Cuba has entered a new era of economic reform that defies easy comparison to post-communist transitions elsewhere. Washington should take the initiative and establish a new diplomatic and economic modus vivendi with Havana.


Included in this Plus collection are four article reprints on Cuba from the Foreign Affairs archive. Each article is accompanied by commentary from Michael Bustamante, a Foreign Affairs author and Ph.D. candidate in Latin American history.

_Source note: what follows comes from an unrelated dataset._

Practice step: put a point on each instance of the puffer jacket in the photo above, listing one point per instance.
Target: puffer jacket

Download "The Cuban Crisis," by Adolf A. Berle.
(October 1960)

A month prior to the publication of this essay, Fidel Castro embraced Nikita Khrushchev at a Harlem hotel while in New York to speak at the United Nations. U.S.-Cuban relations had reached a point of no return. Some of the issues Adolf Berle raises—just when did the Cuban Revolution "go communist"?—remain sources of scholarly debate to this day. Yet in retrospect, Berle was too quick to dismiss many Cubans' deep-seated nationalist grievances against their northern neighbor. From "January 1, 1959 to midsummer of 1960," he contends, "the government of the United States behaved with scrupulous consideration and tolerance" toward the new Cuban authorities. However, we now know that in November 1959, prior to most major nationalizations of U.S.-owned properties and businesses, President Eisenhower had already directed his administration to begin developing a "coherent opposition" to Castro. As chair of the incoming Kennedy administration's Task Force on Latin America, Berle was among those who watched those plans culminate tragically at the Bay of Pigs. -- Michael Bustamante

Download "Cuba in the 1980s," by Jorge Domínguez.
(Fall 1986)

Some Cubans look back on the 1980s with a degree of nostalgia. Soviet subsidies were plentiful; the repressive cultural climate of the 1970s had receded. Jorge Domínguez's 1986 essay compels us to revisit such simplistic accounts. Precisely at the moment when the Soviet Union was embarking on perestroika, the Cuban government recentralized political authority and eliminated some of the material incentives previously introduced into the still-inefficient state-dominated economy. Yet whereas in the mid-1980s Fidel Castro revived old ideological battles in pursuit of  socialist orthodoxy, in a few years the crushing impact of the fall of the Soviet Union would force his hand. -- M.B.

Download "From Exiles to Immigrants," by David Rieff.
(July/August 1995)

David Rieff offers a perceptive meditation on the shifting relationship of Cuban-Americans to the U.S. foreign policy establishment in the mid-1990s. Rieff may have been premature in declaring "the end" of the exile community and its strong influence in Washington. Under George W. Bush, Cuba policy once again moved in lockstep with the proposals of traditional pro-sanctions advocates. Likewise, the 1960s Cuban exile cohort that Rieff describes was always defined as much by internecine political divides as by the unifying narratives of loss and nostalgia analyzed here. Yet Rieff was clearly onto something. Today, the Cuban American National Foundation is a shell of its former self. Cuban arrivals to the United States, while continuing to take advantage of the Cuban Adjustment Act, are more likely to call themselves, simply, "emigrants." While the Cuban community's elected officials and older generations still cling to the symbolism of the embargo, some thirty thousand new arrivals each year are transforming Miami's social, cultural, and political fabric in ways we are only now beginning to appreciate. -- M.B.

Download "Fidel's Final Victory," by Julia Sweig
(January/February 2007)

In the summer of 2006, at the time the world's longest ruling head of state, Fidel Castro stepped down provisionally from power. Parts of Miami erupted to celebrate. Yet in Havana, calm reigned. When Raul Castro formally became Cuba's president in early 2008, the streets of Miami remained silent. In this January/February 2007 essay, Julia Sweig offers a blow-by-blow account of this carefully orchestrated transition and a blistering critique of U.S. policy toward the island since the end of the Cold War. -- M.B.